A Hora da Estrela | Clarice Lispector

 

Resenha do livro A Hora da Estrela, Clarice Lispector


A Hora da Estrela é um romance literário da escritora brasileira Clarice Lispector. O romance narra a história da datilógrafa alagoana, Macabéa, que migra para o Rio de Janeiro, tendo sua rotina narrada por um escritor fictício chamado Rodrigo S.M. É talvez o seu romance mais famoso, por trazer uma narrativa diferenciada da que costuma apresentar em suas obras, muitas vezes considerada hermética e intimista ao extremo. A Hora da Estrela ainda traz consigo as questões filosóficas e existenciais que dão o tom característico da autora no romance


 Macabéa, uma jovem pobre que enfrenta uma vida difícil nas favelas do Rio de Janeiro. Ela é concebida como uma não-entidade vivendo à beira da existência e sua estupidez a impede de ter consciência da tristeza que o mundo dita que ela deveria sentir por sua vida de pobreza, seu fracasso nos relacionamentos e sua auto-estima inexistente. Ela é a última vítima da vida, fazendo fronteira com a distinção entre simplesmente existir “inspirando e expirando” e realmente vivendo. Mas é por esta razão que para mim ela rapidamente se tornou uma das anti-heroínas mais adoráveis ​​da literatura.

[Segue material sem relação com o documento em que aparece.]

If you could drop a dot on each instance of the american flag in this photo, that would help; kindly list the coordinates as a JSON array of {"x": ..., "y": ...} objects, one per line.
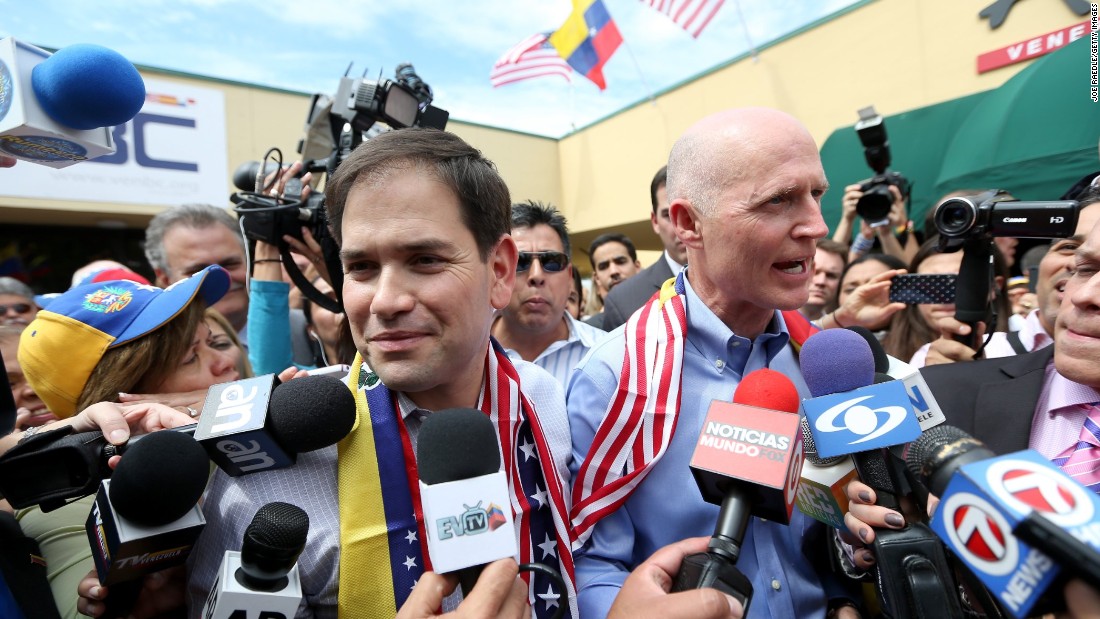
[
  {"x": 531, "y": 57},
  {"x": 690, "y": 14}
]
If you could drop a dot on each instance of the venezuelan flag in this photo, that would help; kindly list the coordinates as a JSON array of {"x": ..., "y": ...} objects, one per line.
[{"x": 587, "y": 40}]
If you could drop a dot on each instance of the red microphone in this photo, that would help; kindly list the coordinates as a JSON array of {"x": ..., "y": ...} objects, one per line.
[{"x": 747, "y": 460}]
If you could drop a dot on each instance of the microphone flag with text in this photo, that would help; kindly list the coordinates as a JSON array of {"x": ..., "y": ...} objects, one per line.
[
  {"x": 1018, "y": 521},
  {"x": 747, "y": 461}
]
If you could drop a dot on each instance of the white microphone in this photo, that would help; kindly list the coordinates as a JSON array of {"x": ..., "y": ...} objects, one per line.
[
  {"x": 464, "y": 494},
  {"x": 262, "y": 579}
]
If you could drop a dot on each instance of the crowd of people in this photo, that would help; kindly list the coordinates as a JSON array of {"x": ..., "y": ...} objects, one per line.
[{"x": 457, "y": 296}]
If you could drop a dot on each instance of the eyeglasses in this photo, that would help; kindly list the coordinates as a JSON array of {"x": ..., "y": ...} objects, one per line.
[
  {"x": 552, "y": 262},
  {"x": 21, "y": 308}
]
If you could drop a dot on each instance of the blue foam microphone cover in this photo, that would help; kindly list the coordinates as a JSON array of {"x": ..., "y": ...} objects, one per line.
[
  {"x": 86, "y": 87},
  {"x": 836, "y": 361}
]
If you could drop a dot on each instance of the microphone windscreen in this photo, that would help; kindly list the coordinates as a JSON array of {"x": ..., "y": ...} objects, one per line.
[
  {"x": 836, "y": 361},
  {"x": 881, "y": 361},
  {"x": 311, "y": 412},
  {"x": 87, "y": 87},
  {"x": 767, "y": 388},
  {"x": 277, "y": 528},
  {"x": 810, "y": 448},
  {"x": 160, "y": 478},
  {"x": 457, "y": 443}
]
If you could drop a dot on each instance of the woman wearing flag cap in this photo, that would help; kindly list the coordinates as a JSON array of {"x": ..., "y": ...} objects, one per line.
[{"x": 95, "y": 341}]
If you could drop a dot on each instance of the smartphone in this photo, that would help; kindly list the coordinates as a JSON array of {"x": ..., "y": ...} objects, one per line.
[{"x": 923, "y": 289}]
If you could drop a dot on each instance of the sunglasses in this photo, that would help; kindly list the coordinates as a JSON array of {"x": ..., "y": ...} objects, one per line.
[
  {"x": 552, "y": 262},
  {"x": 21, "y": 308}
]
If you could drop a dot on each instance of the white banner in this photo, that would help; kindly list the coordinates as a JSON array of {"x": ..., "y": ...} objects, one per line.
[{"x": 173, "y": 152}]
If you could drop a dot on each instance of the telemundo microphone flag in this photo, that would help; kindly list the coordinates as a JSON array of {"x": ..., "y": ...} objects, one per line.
[
  {"x": 529, "y": 58},
  {"x": 587, "y": 40}
]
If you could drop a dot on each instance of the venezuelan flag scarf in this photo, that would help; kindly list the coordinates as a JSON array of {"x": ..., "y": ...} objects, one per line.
[
  {"x": 641, "y": 417},
  {"x": 383, "y": 545}
]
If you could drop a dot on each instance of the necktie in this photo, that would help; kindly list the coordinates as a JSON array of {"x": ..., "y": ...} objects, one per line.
[{"x": 1081, "y": 462}]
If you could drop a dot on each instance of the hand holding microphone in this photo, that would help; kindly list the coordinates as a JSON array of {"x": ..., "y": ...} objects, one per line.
[
  {"x": 498, "y": 593},
  {"x": 646, "y": 593}
]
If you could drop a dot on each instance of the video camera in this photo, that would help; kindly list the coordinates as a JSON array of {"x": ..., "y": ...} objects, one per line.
[
  {"x": 873, "y": 206},
  {"x": 334, "y": 126},
  {"x": 994, "y": 213},
  {"x": 971, "y": 222}
]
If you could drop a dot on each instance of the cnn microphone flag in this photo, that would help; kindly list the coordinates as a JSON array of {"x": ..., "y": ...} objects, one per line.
[
  {"x": 529, "y": 58},
  {"x": 693, "y": 15}
]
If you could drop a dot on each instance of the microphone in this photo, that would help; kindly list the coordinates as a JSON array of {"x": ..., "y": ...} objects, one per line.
[
  {"x": 255, "y": 424},
  {"x": 846, "y": 410},
  {"x": 145, "y": 518},
  {"x": 54, "y": 466},
  {"x": 747, "y": 460},
  {"x": 58, "y": 109},
  {"x": 262, "y": 579},
  {"x": 823, "y": 483},
  {"x": 464, "y": 494},
  {"x": 1016, "y": 520},
  {"x": 854, "y": 410},
  {"x": 928, "y": 413}
]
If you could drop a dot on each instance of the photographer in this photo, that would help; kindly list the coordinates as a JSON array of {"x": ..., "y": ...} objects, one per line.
[{"x": 894, "y": 235}]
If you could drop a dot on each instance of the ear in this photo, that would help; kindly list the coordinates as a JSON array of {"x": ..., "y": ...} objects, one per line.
[
  {"x": 686, "y": 222},
  {"x": 502, "y": 262}
]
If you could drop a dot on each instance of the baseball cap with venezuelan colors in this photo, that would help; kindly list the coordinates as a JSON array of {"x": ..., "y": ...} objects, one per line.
[{"x": 64, "y": 343}]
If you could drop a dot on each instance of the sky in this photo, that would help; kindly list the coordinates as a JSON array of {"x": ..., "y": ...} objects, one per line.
[{"x": 306, "y": 45}]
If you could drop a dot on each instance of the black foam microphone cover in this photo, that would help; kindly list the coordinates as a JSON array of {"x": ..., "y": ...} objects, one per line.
[
  {"x": 939, "y": 452},
  {"x": 273, "y": 542},
  {"x": 160, "y": 478},
  {"x": 311, "y": 412},
  {"x": 881, "y": 361},
  {"x": 457, "y": 443}
]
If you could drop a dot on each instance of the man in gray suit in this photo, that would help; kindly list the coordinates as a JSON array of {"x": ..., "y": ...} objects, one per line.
[{"x": 627, "y": 297}]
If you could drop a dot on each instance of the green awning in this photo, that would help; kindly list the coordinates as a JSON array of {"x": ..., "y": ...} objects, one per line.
[{"x": 1035, "y": 136}]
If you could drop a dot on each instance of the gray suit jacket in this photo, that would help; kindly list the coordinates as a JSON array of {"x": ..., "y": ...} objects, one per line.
[
  {"x": 630, "y": 295},
  {"x": 993, "y": 400}
]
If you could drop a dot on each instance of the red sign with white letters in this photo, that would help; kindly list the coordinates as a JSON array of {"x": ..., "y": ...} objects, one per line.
[{"x": 1032, "y": 47}]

Talvez o mais impressionante neste livro, além de seu protagonista único, seja sua intrigante estrutura metaficcional. É uma narrativa multifacetada que não se preocupa apenas com a vida da protagonista, mas também com a vida de seu criador, seu deus, seu autor. Uma envolvente dinâmica fantoche-marionetista segue como Rodrigo SM orquestra o destino de Macabéa enquanto medita por conta própria, fazendo do romance uma contemplação filosófica sobre o próprio processo de escrita.

Lispector é particularmente bem-sucedida em satirizar a natureza geralmente distanciada das relações homem-mulher na era tecnológica moderna.

O monopólio do narrador sobre o destino de Macabéa também traz para o primeiro plano a política de gênero, preocupação central do romance. Lispector é particularmente bem-sucedida em satirizar as estruturas patriarcais no trabalho dentro da sociedade cada vez mais consumista no Brasil e da natureza geralmente destacada das relações homem-mulher na era tecnológica moderna.

Além de abordar essas grandes preocupações socioeconômicas, Lispector efetivamente encoraja seus leitores a questionar questões muito mais profundas e universais como os fundamentos da condição humana. Ela pergunta: “Quem nunca se perguntou: sou um monstro ou é isso que significa ser uma pessoa?” A obra-prima final de Lispector está saturada de digressões fascinantes e reflexões existenciais como esta, que tornam o livro um virar de página em todos os sentidos do termo.

É verdade que alguns podem achar a linguagem inacessível ou até pretensiosa. Ela emprega descrições estranhas para definir seus personagens, que vão de “café frio” a “um saco meio vazio de torrada esfarelada” a “uma fina fatia de melancia”. Sua linguagem é afiada, implacável e memorável.

O romance de Lispector é modesto em extensão, com menos de 100 páginas. Em outras palavras, você não sentirá que correu uma maratona filosófica após lê-lo, mas ele lhe proporcionará uma tarde tranquila de contemplação sobre qualquer coisa, da crença à verdade, felicidade e humanidade.

No entanto, este livro não pode ser lido passivamente e você não pode simplesmente descobrir seu significado por meio de uma pesquisa rápida no Google. Ler Lispector é como viajar por sua própria mente, tanto quanto a dela. Esteja preparado para uma estrutura inconsistente, uma progressão narrativa longe da convencional e um senso de humor irônico intencionalmente cruel. Sem mencionar o contraste gritante entre lutas flagrantes na vida real como o empobrecimento, a exploração feminina e o capitalismo de consumo destrutivo e a dose inesperada de realismo mágico que Lispector importa para o romance.

Considerando todas as coisas, este não é um livro para os medrosos. Mas se você gosta de ficção pós-moderna, certamente não se arrependerá de passar algumas horas explorando este labirinto de romance. Consegue ser contundente e satírico, mas também trágico.